Он прочел много книг, в которых действует любовный треугольник, но здесь уже не треугольник. У Саулина была жена и дети, теперь это дети Мийи, у них есть также общий ребенок. Это еще шести- или семиугольник, если не больше, считая первую жену Саулина вместе с ее любовниками. Это уже какой-то дом терпимости, как сказал бы ванатоаский Яан. Таковы господские браки...
Но ведь он, Лаас, никакой не господин. Скорее, Мийя и Саулин господа. И Хилья, а в особенности ее мамочка, относятся к господам. Зато Хильда, которую он, провожая сегодня домой, насильно поцеловал, уже не господского рода... Будь у Хильды время и деньги...
Молодой Вертер покончил с собой. Мартин Идеи, Эмма Бовари и Анна Каренина поступили так же. Он с собой не покончит, и Мийя никогда не наложит на себя руки.
Он пытается продолжить письмо, но и теперь дальше написанного неловкого предложения: «Целовал девушку, которую зовут Хильда»,— дело не подвигается. Заменяет «девушку» на «девочку», затем на «барышню», однако и это его не удовлетворяет. Наконец, когда и остальные слова заменены другими и снова зачеркнуты, он кладет листок без подписи в конверт и ложится в постель, такой усталый, будто выполнял бог весть какую тяжелую работу.
Бабушка учила его читать, писать не научила, потому что сама не умела. Видимо, занятие это (несмотря на образование) осталось и для внука чересчур трудным.
Наутро он проснулся поздно. Звонили церковные колокола. Он кладет письмо в книгу «Саламбо» и спешит в библиотеку. Это безопасное место их встреч. Мийя до замужества работала здесь, теперешняя библиотекарша была ее подружкой, которая, правда, кое о чем догадывалась, но они надеялись, что не очень. Лаас читатель усердный, ничего удивительного в том, что они с Мийей иногда тут сталкиваются.

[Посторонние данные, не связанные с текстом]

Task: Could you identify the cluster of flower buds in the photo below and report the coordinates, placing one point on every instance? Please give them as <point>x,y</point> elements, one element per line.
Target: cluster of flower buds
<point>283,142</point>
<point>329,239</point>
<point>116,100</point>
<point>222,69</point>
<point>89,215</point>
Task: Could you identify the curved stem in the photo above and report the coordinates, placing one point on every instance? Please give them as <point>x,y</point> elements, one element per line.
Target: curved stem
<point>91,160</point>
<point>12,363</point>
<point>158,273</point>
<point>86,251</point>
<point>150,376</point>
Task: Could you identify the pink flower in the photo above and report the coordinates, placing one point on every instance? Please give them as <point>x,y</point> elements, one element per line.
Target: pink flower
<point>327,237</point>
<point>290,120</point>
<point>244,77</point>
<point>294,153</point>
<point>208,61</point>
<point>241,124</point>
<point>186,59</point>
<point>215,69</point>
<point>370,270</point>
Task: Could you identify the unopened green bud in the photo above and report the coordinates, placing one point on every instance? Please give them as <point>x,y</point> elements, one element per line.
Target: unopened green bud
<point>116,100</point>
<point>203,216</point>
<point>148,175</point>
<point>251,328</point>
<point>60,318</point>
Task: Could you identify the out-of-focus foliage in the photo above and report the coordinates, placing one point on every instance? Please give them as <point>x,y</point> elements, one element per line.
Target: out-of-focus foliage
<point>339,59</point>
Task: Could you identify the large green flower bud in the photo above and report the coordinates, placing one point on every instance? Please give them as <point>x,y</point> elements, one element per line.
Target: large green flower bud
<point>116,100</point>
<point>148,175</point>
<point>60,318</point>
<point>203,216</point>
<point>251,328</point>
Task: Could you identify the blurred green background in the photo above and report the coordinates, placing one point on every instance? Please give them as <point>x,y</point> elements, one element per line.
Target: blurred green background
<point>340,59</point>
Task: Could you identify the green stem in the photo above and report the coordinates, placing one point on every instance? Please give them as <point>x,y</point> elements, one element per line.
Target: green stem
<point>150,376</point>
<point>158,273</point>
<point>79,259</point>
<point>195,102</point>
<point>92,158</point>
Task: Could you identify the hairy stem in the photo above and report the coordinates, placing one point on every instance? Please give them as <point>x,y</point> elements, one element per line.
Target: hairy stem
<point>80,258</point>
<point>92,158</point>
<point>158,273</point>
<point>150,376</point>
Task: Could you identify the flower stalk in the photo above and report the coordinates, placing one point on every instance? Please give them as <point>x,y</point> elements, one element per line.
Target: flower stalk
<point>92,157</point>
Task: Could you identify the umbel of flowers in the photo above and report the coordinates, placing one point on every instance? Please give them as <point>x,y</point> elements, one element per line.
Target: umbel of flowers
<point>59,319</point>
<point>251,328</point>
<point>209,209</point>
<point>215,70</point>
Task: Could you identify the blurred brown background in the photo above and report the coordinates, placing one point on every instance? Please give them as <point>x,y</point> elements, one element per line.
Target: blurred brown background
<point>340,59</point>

Мийя уже здесь, ей удается незаметно передать ему книгу, в которой он находит листок со словами:
«Чувствую твои поцелуи! Любимый, любимый!»
Лаас комкает свое письмо и сует к себе в карман.
Господин Саулин отдыхал в Уулуранна две последние летние недели, после чего вместе с семьей вернулся в Таллин.
«Чувствую твои поцелуи...» Ее слова, которым он вначале поверил, выглядели теперь насмешкой. Поселок и тот стал невыносимым, не говоря уже о мысли вернуться в город. Разве люди в поселке не знали всего, не скрывалась ли за их обычными словами и взглядами усмешка?
Наступает долгая осень с ветрами и дождями, пока наконец холода не сковывают залив. Метели проносятся по поселку. Дороги в сугробах, рейсовый автобус дважды застревает в снегу, потом наступают морозы, тихие, ясные дни и ночи, когда луна ярко высвечивает силуэты голых деревьев, заборы и длинные церковные башни.
Ночи эти жуткие. Все вроде на виду, и все равно он ничего не понимает. Мийя присылает ему из Таллина два сентиментальных письма, но не разрешает отвечать, боясь, что письма попадут в руки мужа.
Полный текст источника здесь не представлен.